Page MenuHomePhabricator

interwikibot crashes when page is empty
Closed, ResolvedPublic

Description

interwiki.py -wiktionary found [[yi:אנו]], which is empty:

======Post-processing [[cs:'nv]]======
Updating links on page [[lt:'nv]].
Changes to be made: +Interwiki
@@ -22,0 +23 @@
+ [[cs:'nv]]

@@ -31 +32 @@
- [[yi:'nv]]
+ [[yi:'nv]]

`NOTE: Updating live wiki...
Updating links on page [[tr:'nv]].
Changes to be made: +Interwiki
@@ -9,0 +10 @@
+ [[cs:'nv]]

@@ -18 +19 @@
- [[yi:'nv]]
+ [[yi:'nv]]


NOTE: Updating live wiki...
Not editing [[yi:'nv]]: page is empty
Dump cs (wiktionary) appended.
Traceback (most recent call last):
  File "I:\py\rewrite\pwb.py", line 222, in <module>
    run_python_file(filename, argv, argvu, file_package)
  File "I:\py\rewrite\pwb.py", line 81, in run_python_file
    main_mod.__dict__)
  File "I:\py\rewrite\scripts\interwiki.py", line 2647, in <module>
    main()
  File "I:\py\rewrite\scripts\interwiki.py", line 2622, in main
    bot.run()
  File "I:\py\rewrite\scripts\interwiki.py", line 2365, in run
    self.queryStep()
  File "I:\py\rewrite\scripts\interwiki.py", line 2343, in queryStep
    subj.finish()
  File "I:\py\rewrite\scripts\interwiki.py", line 1790, in finish
    if self.replaceLinks(page, new):
  File "I:\py\rewrite\scripts\interwiki.py", line 1846, in replaceLinks
    raise SaveError
TypeError: __init__() takes exactly 2 arguments (1 given)
Page [[lt:'nv]] saved
Page [[tr:'nv]] saved
<type 'exceptions.TypeError'>
CRITICAL: Waiting for 1 network thread(s) to finish. Press ctrl-c to abort

Event Timeline

JAnD raised the priority of this task from to Needs Triage.
JAnD updated the task description. (Show Details)
JAnD subscribed.
JAnD triaged this task as High priority.Jan 1 2015, 9:04 PM
JAnD set Security to None.

Okay this looks like a bug in the script. The Error class in pywikibot.exceptions requires at least 1 additional parameter (the other is defined automatically) since cde6b11565e2068bf052041dd2ad563658c4faf3 and the interwiki.py script is calling SaveError without a parameter since e8c2790c5b8bd38d905ff32c6f5ca9efd7d3721b, which was uploaded about three years after the change to the Error class (in fact this was the second change to pywikibot.exceptions only when this happened). At that time SaveError already [[https://github.com/wikimedia/pywikibot-core/blob/e8c2790c5b8bd38d905ff32c6f5ca9efd7d3721b/scripts/interwiki.py#L362|subclassed Error]] so this bug is probably in it ever since.

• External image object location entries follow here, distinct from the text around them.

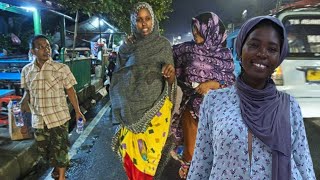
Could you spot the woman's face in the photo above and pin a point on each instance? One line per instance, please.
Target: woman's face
(261, 53)
(197, 36)
(144, 22)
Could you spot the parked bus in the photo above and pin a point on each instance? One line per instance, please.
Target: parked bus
(299, 74)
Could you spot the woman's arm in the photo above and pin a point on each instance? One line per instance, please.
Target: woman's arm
(300, 149)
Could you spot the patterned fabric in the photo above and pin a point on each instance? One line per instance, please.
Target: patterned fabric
(222, 143)
(138, 89)
(47, 96)
(144, 149)
(200, 63)
(53, 144)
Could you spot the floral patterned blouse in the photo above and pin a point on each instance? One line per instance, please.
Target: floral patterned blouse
(221, 150)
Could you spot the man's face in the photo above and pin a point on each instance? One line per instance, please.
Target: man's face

I'll upload a patch shortly (shouldn't be to complex).

Change 182425 had a related patch set uploaded (by Mpaa):
Interwikibot crashes when page is empty

https://gerrit.wikimedia.org/r/182425

Patch-For-Review

XZise subscribed.

XZise, sorry, didn't see your comment. We were working in parallel :-)

Yeah I just wanted to make sure that there wasn't another underlying breakage like that Error class originally didn't require a parameter and that it was changed recently (which could cause other errors). And well I wouldn't have used a unicode string ;) If you want you can include the info from above into the commit message so that others don't think it was broken recently.

If possible @JAnD, could you test @Mpaa patch please because I'd say it's looking good (surprise ;) ).

The relevant code was added in 2011 by @Xqt , mentioning https://sourceforge.net/support/tracker.php?aid=3414669 , but that URL is now 404. It would be nice to know what that problem was. I am wondering why this bug hasnt been hit in 2+ years.

Anyway, the problematic page appears to be https://yi.wiktionary.org/w/index.php?title=%D7%90%D7%A0%D7%95&action=history&uselang=en . Worth noting that has never been truly empty. It has three (3) characters, whereas page.isEmpty() returns true for any page with less than four (4) characters. This 'greater than 4 characters' rule was especially introduced for interwiki.py (and is only used by interwiki.py), in 2004. https://mediawiki.org/wiki/Special:Code/pywikipedia/405

Change 182425 merged by jenkins-bot:
Interwikibot crashes when page is empty

https://gerrit.wikimedia.org/r/182425